En los diálogos entre Virgilio y César Augusto, ambos reconocen la existencia de lo Absoluto, pero mientras que el poeta identifica ese Absoluto con el conocimiento, el emperador lo hace con el Estado. Para Virgilio (para Broch), el conocimiento requiere una condición cercana al misticismo; el sujeto debe, mediante la intercesión de la palabra, que obra a modo de elemento aglutinante, identificarse con el objeto hasta constituir un ente armónico único; y esto se logra introduciéndose en el espacio vacío creado por las antinomias.

Para César Augusto, en cambio, que en la ficción se anticipa a los razonamientos de Hegel, el único conocimiento verdadero es el conocimiento del Estado y en el Estado: "El Estado es la realidad suprema, extendida invisiblemente sobre los países". Él reconoce, pese a todo, la grandeza y la legitimidad de la palabra poética y del conocimiento que ésta propicia, pero se trata de un simulacro, algo que el Estado romano debe evitar; y lo hará convirtiéndose en la encarnación terrenal de ese orden establecido desde siempre por los dioses. "Nacido del conocimiento —proclama—, el Estado romano crecerá por encima de sí mismo; su orden se convertirá en el reino del conocimiento."

Poco después, cuando para salvar la Eneida del fuego declara que se trata del libro sagrado del Imperio, que este mismo fue concebido por el conocimiento que reposa en sus páginas, cae en contradicción, se rinde, implícitamente, a las ideas del poeta, y, sin argumentos ya, acude a sus relaciones de amistad para convencerlo de conservar el poema.
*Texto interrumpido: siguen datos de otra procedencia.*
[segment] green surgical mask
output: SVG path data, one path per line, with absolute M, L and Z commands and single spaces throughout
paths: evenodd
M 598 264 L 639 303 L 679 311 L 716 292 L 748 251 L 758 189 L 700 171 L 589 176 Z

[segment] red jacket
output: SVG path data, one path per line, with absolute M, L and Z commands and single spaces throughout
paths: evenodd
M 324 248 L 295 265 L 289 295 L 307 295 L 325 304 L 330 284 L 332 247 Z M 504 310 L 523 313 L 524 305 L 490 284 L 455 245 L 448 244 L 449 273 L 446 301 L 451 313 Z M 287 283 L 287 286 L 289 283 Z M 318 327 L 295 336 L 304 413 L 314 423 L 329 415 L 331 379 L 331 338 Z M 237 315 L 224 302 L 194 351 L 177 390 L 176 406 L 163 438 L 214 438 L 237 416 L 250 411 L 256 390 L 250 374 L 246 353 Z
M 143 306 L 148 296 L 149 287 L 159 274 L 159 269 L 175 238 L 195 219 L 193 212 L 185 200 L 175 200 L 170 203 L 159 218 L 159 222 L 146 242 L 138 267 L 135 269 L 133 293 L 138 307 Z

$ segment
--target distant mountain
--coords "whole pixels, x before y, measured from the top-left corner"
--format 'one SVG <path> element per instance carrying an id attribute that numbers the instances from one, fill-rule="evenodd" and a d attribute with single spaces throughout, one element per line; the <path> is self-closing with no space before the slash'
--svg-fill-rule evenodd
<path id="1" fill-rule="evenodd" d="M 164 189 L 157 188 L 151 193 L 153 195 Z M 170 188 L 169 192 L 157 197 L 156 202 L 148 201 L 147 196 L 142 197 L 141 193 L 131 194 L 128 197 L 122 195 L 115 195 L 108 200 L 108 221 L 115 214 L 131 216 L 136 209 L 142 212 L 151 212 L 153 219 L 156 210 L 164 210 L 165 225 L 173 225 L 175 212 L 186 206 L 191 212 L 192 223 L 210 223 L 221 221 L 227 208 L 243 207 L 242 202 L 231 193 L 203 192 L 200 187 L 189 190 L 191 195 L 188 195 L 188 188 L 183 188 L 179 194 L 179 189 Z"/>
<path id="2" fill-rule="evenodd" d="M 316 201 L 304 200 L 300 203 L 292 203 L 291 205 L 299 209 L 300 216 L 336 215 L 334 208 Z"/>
Virgilio, por su lado, siente que entregando su libro a las manos del emperador, un libro que, en la febril noche anterior lo supo, solamente había rozado el conocimiento, se libera y puede emprender sin trabas su viaje hacia el Verbo.

Pero antes, sin embargo, él, que ha pre-visto la caída de Roma y la aparición de un orden nuevo en el mundo, tiene aún tiempo para decirle a César Augusto que la piedad debe ser antepuesta a cualquier razón de Estado, que el sentido de cualquier obra de arte debe estar vinculado, para ser legítimo, con la ética, no con la política y ni siquiera con la estética, pues lo estético vacío se convierte en el germen de todos los males. Todo esteticismo es demoniaco, y estéril toda belleza que no se recubre de ética, no se instala en la esfera metafísica y no propicia lo mítico. "Pues ha llegado el punto (como escribió el mismo Broch en un ensayo sobre Kafka, pero en el que según Hannah Arendt se refería a su propio caso) pues ha llegado el punto del o…o: o la poesía es capaz de convertirse en mito, o fracasará. Kafka, en su presentimiento de la nueva cosmogonía, de la nueva teogonía que él debía conseguir, luchando entre el amor y el asco que le inspiraba la literatura, intuyendo que en el último análisis cualquier actitud artística era insuficiente, decidió abandonar el reino de la literatura y pidió que se destruyera su obra; lo pidió en beneficio del universo cuyo nuevo concepto mítico le había sido concedido." Y en su ensayo sobre Joyce: "Hoy, el escritor se ve obligado a entrar en posesión de la herencia que la humanidad en su aspiración al conocimiento le ha dejado. Y esa herencia es el problema ético y metafísico, es, en una palabra, la penetración filosófica de la existencia en la universalidad de una representación del mundo".

Únicamente transfigurándose en mito podrá entonces la obra y su poeta participar del advenimiento del Verbo, de ese Verbo "que se agrandaba y se volvía cada vez más fuerte, tan invenciblemente fuerte que nada podía subsistir en su presencia… todo estaba abolido y contenido y guardado en él".